Manufacturing and construction remained subdued even as some cost pressures begin to ebb away. For the latter sector it seems the weather was still causing problems, with delays to planned work as whatever summer sun glinted through the gloom failed to do much to boost temperatures.

 
 

But despite August’s growth, July’s contraction was worse than had been thought and the disruption from rail strikes in September is already making economists concerned about the next set of figures.

There’s been a lot of talk of recession and with growth so slim it’s beginning to feel almost inevitable. The full extent of increased borrowing costs has yet to be felt and as temperatures cool and thermostats are eyed warily there’s a real sense that economic resilience is fraying.”

Commenting on today’s GDP data rebound highlighting potential UK economic growth and the opportunities for smaller SMEs, John Glencross, CEO and Co-Founder of Calculus, said: 

 
 

“Today’s GDP data rebound signals a positive trajectory and inspires confidence in the UK economy for investors and SMEs alike. Though a challenging economic environment persists, we are encouraged by the recent and significant revision of historical growth which changes the picture of the immediate post-pandemic recovery, notably compared to our European neighbours. Indeed, there are signs of long-term and credible support for UK business, and it will be interesting to see how this develops in the final quarter of 2023.”

As we see an upturn in the economy, the smaller end of the UK market continues to require attention to spur significant growth in Britain. The Enterprise Investment Schemes (EIS) and Venture Capital Trusts (VCTs) continue to support this section of the market – igniting growth and championing innovative UK companies. Calculus launched the first approved EIS fund 23 years ago. We are steadfast in our support of UK SMEs and with our invaluable experience of scaling companies in fast growing sectors, we can continue to provide innovative and tax-efficient venture capital investment opportunities for investors.”

Commenting on this morning’s UK GDP data Melanie Baker, senior economist at Royal London Asset Management, said:

 
 

“Despite past ONS revisions improving the Covid-era backstory for GDP, since early 2022 it still looks like the UK economy has barely grown.

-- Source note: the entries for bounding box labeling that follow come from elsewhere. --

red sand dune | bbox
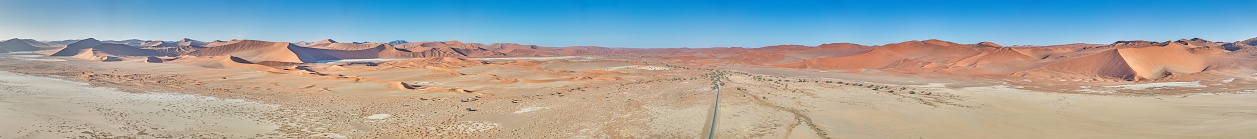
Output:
[36,39,1257,80]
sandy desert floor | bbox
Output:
[0,54,1257,139]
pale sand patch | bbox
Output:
[367,114,392,120]
[515,106,549,114]
[1106,80,1205,90]
[600,65,671,71]
[0,71,279,138]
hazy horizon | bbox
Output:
[0,0,1257,48]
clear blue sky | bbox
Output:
[0,0,1257,48]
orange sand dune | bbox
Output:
[1018,43,1210,80]
[783,40,980,70]
[0,38,48,53]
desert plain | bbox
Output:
[0,39,1257,139]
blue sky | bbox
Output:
[0,0,1257,48]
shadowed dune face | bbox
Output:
[5,39,1254,80]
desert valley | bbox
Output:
[0,38,1257,139]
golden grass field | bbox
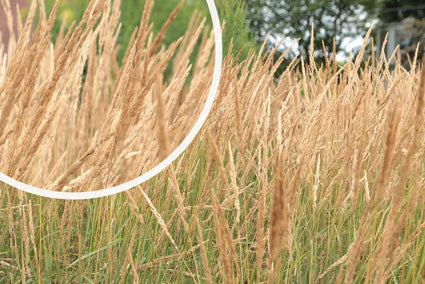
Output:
[0,0,425,283]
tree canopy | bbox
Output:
[243,0,377,63]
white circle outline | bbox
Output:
[0,0,223,200]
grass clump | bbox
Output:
[0,2,425,283]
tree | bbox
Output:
[378,0,425,63]
[378,0,425,23]
[243,0,377,61]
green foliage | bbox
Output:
[218,0,257,59]
[39,0,257,59]
[40,0,209,58]
[247,0,376,63]
[378,0,425,23]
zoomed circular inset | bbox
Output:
[0,0,223,200]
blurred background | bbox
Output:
[0,0,425,68]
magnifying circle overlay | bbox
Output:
[0,0,223,200]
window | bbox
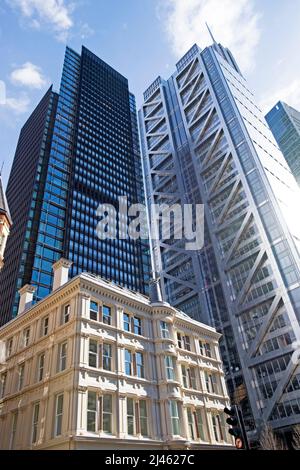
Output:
[18,364,25,390]
[135,352,145,378]
[90,300,99,320]
[212,415,224,442]
[102,395,112,434]
[194,408,205,441]
[123,313,130,331]
[133,317,142,335]
[89,339,98,367]
[9,411,18,450]
[57,342,68,372]
[186,407,205,441]
[199,340,212,357]
[170,400,180,436]
[41,317,49,336]
[127,398,136,436]
[123,313,142,335]
[37,353,45,382]
[125,349,145,378]
[160,321,170,339]
[87,392,113,434]
[61,305,71,325]
[87,392,97,432]
[102,305,111,325]
[186,408,196,441]
[54,393,64,437]
[177,333,191,351]
[31,403,40,444]
[6,338,13,357]
[139,400,148,436]
[204,371,219,393]
[125,349,133,375]
[0,372,7,398]
[102,343,112,370]
[165,356,175,380]
[23,328,30,348]
[181,365,197,390]
[127,398,149,436]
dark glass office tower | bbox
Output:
[0,47,149,323]
[266,101,300,185]
[140,42,300,432]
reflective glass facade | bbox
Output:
[139,43,300,431]
[266,101,300,185]
[0,47,149,322]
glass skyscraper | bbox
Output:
[266,101,300,185]
[0,47,149,323]
[139,42,300,432]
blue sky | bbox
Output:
[0,0,300,184]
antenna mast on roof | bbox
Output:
[205,22,217,44]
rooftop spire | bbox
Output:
[0,173,11,223]
[205,21,217,44]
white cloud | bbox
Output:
[260,79,300,114]
[10,62,47,89]
[157,0,260,70]
[79,23,95,39]
[1,93,30,114]
[7,0,73,40]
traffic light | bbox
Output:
[224,405,249,449]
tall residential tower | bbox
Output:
[140,42,300,436]
[0,47,148,323]
[266,101,300,185]
[0,173,12,271]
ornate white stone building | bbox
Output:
[0,260,232,449]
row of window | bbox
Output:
[90,301,215,358]
[89,339,222,394]
[9,391,229,449]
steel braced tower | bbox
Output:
[140,42,300,436]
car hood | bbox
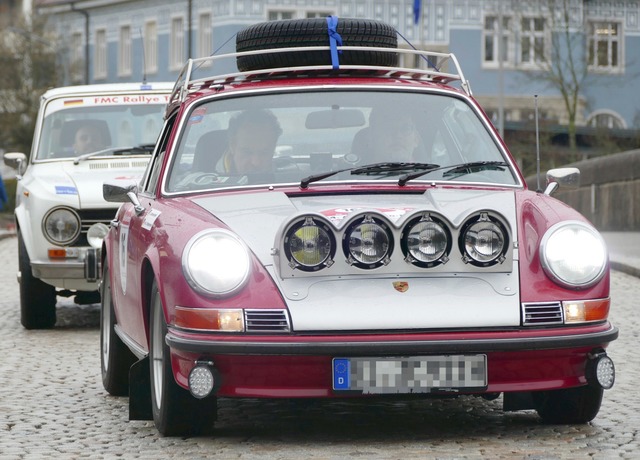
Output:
[28,157,149,208]
[194,188,520,331]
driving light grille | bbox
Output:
[522,302,563,326]
[244,310,291,332]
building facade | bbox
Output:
[33,0,640,135]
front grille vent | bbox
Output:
[522,302,563,326]
[244,310,291,332]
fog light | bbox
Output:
[587,351,616,390]
[189,362,215,399]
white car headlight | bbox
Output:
[540,221,608,289]
[42,208,80,246]
[182,229,251,297]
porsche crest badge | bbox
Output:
[393,281,409,292]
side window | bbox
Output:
[142,115,176,195]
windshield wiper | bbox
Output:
[398,161,508,186]
[442,161,507,177]
[113,144,156,155]
[300,162,440,188]
[73,148,113,165]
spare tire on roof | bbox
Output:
[236,18,398,72]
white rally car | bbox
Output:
[4,83,173,329]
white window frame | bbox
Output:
[587,19,624,73]
[197,12,213,61]
[143,20,158,75]
[482,14,515,69]
[519,16,549,68]
[93,28,108,80]
[118,24,131,77]
[169,16,186,71]
[69,32,85,83]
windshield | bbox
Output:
[166,90,517,192]
[35,93,167,160]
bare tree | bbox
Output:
[518,0,589,151]
[0,16,60,153]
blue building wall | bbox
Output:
[41,0,640,128]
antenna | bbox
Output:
[533,94,542,193]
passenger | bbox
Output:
[351,108,420,164]
[216,110,282,174]
[73,124,106,155]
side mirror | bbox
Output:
[102,181,144,214]
[4,152,27,175]
[544,168,580,195]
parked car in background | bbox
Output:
[4,83,173,329]
[101,18,618,435]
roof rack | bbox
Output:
[169,46,471,108]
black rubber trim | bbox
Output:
[236,18,398,72]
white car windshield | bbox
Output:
[35,94,166,160]
[165,90,518,193]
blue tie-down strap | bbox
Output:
[327,16,342,70]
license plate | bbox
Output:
[333,355,487,394]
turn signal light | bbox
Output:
[174,307,244,332]
[562,298,611,324]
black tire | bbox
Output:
[533,385,604,424]
[18,232,56,329]
[236,18,398,72]
[149,281,217,436]
[100,260,136,396]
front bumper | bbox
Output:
[166,324,618,356]
[166,323,618,398]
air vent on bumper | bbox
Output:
[244,310,291,332]
[522,302,563,326]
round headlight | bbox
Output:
[42,208,80,246]
[402,214,451,268]
[182,229,251,297]
[343,215,393,268]
[87,222,109,249]
[459,212,508,267]
[540,221,608,289]
[284,216,336,271]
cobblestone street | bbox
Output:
[0,237,640,460]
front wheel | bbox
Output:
[533,385,604,424]
[100,260,136,396]
[18,233,56,329]
[149,281,217,436]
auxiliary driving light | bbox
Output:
[189,362,215,399]
[586,351,616,390]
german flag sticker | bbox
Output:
[64,99,84,107]
[393,281,409,292]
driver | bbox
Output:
[73,125,105,155]
[216,110,282,174]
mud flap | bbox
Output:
[129,356,153,420]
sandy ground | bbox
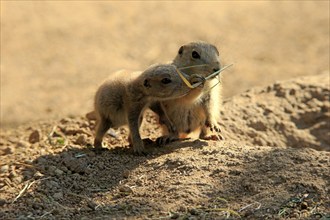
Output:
[0,74,330,220]
[1,1,329,127]
[0,1,330,220]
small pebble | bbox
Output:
[53,192,63,200]
[29,130,40,144]
[0,165,9,173]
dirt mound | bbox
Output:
[222,73,330,151]
[0,74,330,219]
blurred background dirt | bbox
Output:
[1,1,329,127]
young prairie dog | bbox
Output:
[151,42,222,142]
[94,64,190,154]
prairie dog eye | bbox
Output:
[161,78,172,84]
[191,51,201,59]
[143,79,151,88]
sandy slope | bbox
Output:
[0,74,330,219]
[0,1,329,126]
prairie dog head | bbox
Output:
[139,64,190,100]
[173,41,221,77]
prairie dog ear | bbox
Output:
[178,46,184,56]
[212,45,220,56]
[143,78,151,88]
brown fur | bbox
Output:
[94,64,190,154]
[151,42,222,140]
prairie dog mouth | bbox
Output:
[176,64,234,89]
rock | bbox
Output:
[54,169,64,176]
[17,140,31,148]
[119,185,133,193]
[74,134,87,145]
[53,192,63,200]
[0,199,7,206]
[0,165,9,173]
[29,130,41,144]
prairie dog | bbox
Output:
[151,42,222,140]
[94,64,190,154]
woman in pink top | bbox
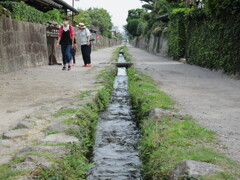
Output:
[57,17,74,71]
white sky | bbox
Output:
[64,0,142,31]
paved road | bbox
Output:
[129,47,240,160]
[0,47,116,134]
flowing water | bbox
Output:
[87,55,141,180]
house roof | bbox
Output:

The past three months have again been bumpy for UK GDP, and the economy looks on track for a fall in GDP in the third quarter. The extra bank holiday hit output in May, June bounced back stronger than expected, then July saw a bigger than expected fall. Taking all these months together, GDP hasn’t grown since April. If, say, the economy grew another 0.2% month-on-month in September, that would leave Q3 tracking a 0.1% quarter-on-quarter fall in GDP. 

For now, the picture of the economy coming from the data is lacklustre. Given how much monetary policy tightening we’ve had it is still somewhat surprising that the UK economy has managed to avoid recession so far. I am not convinced it will continue to do so. PMI business surveys are looking consistent with falls in private sector output and the labour market has been showing more signs of weakness.

 
 

We’ve still got a few data points to go before the Bank of England’s next meeting on 2 November and the CPI release next week will probably be the most important of those. I expect headline and core inflation to move lower in coming months. Soft activity data and labour market data, however, would help give the Bank of England the confidence to view inflation as heading sustainably lower as we move through the next quarters.”